When expressed in NIH 3T3 cells in vitro, the gain‐of‐function activity of the E41K Btk mutant was associated with increased membrane localization and was shown to require kinase activity (Li et al., 1995). Our biochemical analyses in unstimulated B cells demonstrated that the E41K mutant had in vitro kinase activity, but did not reveal a dramatic increase in membrane targeting. Nevertheless, we cannot exclude that the E41K mutation was associated with relatively small changes in subcellular localization of Btk, which are difficult to detect in biochemical assays. In this context, it was shown that subtle variations in antigen concentration or expression of CD19, a co‐receptor that lowers the threshold for antigen receptor stimulation, resulted in dramatic changes of the fate of B cells in vivo (Cook et al., 1997; Tedder et al., 1997). Nevertheless, two of our findings indicated that the E41K mutation represented an activated form of Btk. (i) Expression of E41K enhanced in vitro blast formation of splenic B cells in culture, either with or without mitogens (Figure 6D). (ii) Splenic E41K‐hBtk B cells showed proliferation upon stimulation with anti‐IgM antibodies (Figure 6C), despite the unusually high proportion of immature B220lowHSAhigh cells in this population. Normally, such B220lowHSAhigh virgin B cells are refractory to anti‐IgM stimulation (Allman et al., 1992).

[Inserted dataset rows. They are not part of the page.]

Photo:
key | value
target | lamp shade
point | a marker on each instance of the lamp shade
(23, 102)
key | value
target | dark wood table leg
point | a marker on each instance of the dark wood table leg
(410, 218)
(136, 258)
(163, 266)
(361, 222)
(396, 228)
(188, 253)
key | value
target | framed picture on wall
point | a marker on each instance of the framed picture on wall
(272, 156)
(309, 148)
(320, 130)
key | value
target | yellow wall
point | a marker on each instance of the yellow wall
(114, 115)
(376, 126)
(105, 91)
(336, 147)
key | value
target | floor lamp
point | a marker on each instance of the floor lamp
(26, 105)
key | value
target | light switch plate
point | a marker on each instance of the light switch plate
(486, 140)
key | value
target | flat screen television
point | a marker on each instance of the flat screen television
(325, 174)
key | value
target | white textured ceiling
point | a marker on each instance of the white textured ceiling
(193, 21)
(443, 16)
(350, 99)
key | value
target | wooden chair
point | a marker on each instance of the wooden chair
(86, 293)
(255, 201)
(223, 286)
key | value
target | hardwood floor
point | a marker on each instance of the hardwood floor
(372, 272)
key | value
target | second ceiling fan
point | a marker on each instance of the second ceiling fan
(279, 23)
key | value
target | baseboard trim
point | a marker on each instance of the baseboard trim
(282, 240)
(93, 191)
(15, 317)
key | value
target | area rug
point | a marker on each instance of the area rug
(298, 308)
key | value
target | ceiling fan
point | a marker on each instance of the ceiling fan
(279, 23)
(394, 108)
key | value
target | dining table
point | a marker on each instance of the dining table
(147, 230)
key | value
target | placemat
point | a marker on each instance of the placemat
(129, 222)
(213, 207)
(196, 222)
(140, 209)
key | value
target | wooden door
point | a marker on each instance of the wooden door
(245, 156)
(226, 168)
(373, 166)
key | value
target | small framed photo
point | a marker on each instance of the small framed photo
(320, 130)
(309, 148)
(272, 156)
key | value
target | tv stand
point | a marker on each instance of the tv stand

Expression of E41K‐hBtk impedes follicular entry and disrupts marginal zone microarchitecture
Our findings in the E41K‐hBtk transgenic mice indicate that constitutive activation of Btk blocks the development of follicular B cells. The numbers of recirculating B cells were severely reduced, specifically in peripheral blood and lymph nodes. In the spleen, B cell areas typically contained CD11c+ interdigitating dendritic cells, which normally do not extend into B cell follicles, as well as unusually high numbers of T cells. Signals that induce B cells to become recirculating follicular B cells are mediated by the B‐cell antigen receptor, as most peripheral B cells are ligand‐selected (Gu et al., 1991) and mutations of the CD79α/Igα or Syk signaling components of the B cell antigen receptor block the entry of B cells into follicles (Torres et al., 1996; Turner et al., 1997). These findings demonstrated that low‐level stimulation of the B cell antigen receptor provides a signal that is required for follicular entry. Our results show that in the presence of E1K‐hBtk expression such signals were not transduced. Together with the reported abnormal maturation into IgMlowIgDhigh follicular B cells in Btk‐deficient mice (Wicker and Scher, 1986; Kahn et al., 1995; Hendriks et al., 1996), this argues for a crucial role of Btk in the recruitment of B cells in the long‐lived recirculating B‐cell pool.
Although the possibility that constitutive activation of Btk leads to a general defect that impedes the survival or affects the migration of B cells in the periphery cannot be excluded, it is attractive to hypothesize that expression of the E41K Btk mutant mimics B cell antigen receptor engagement. In the E41K‐hBtk mice those cells that were present in the spleen were IgMhighHSAhighB220low immature B cells that have just left the bone marrow. Normally, immature B cells in the bone marrow are susceptible to negative selection (Goodnow et al., 1995) and immature HSAhigh splenic B cells are refractory to stimulation with anti‐IgM or phorbol ester and calcium ionophore (Allman et al., 1992). Therefore, the immature status of the E41K‐hBtk activated B cells may hamper their subsequent expansion or differentiation and induce their elimination instead. In this context, E41K‐hBtk B cells may resemble auto‐reactive B cells which have received a stimulatory signal through their antigen receptor, resulting in arrest in the outer PALS where their lifespan is reduced to 3–4 days in the absence of T cell help (Fulcher and Basten, 1994; Goodnow et al., 1995). Additional parallels with auto‐reactive B cells include the rapid increase in size of auto‐reactive B cells upon self‐antigen recognition immediately before their disappearance (Fulcher et al., 1996; Rathmell et al., 1996) and their absence in the splenic marginal zones (Mason et al., 1992).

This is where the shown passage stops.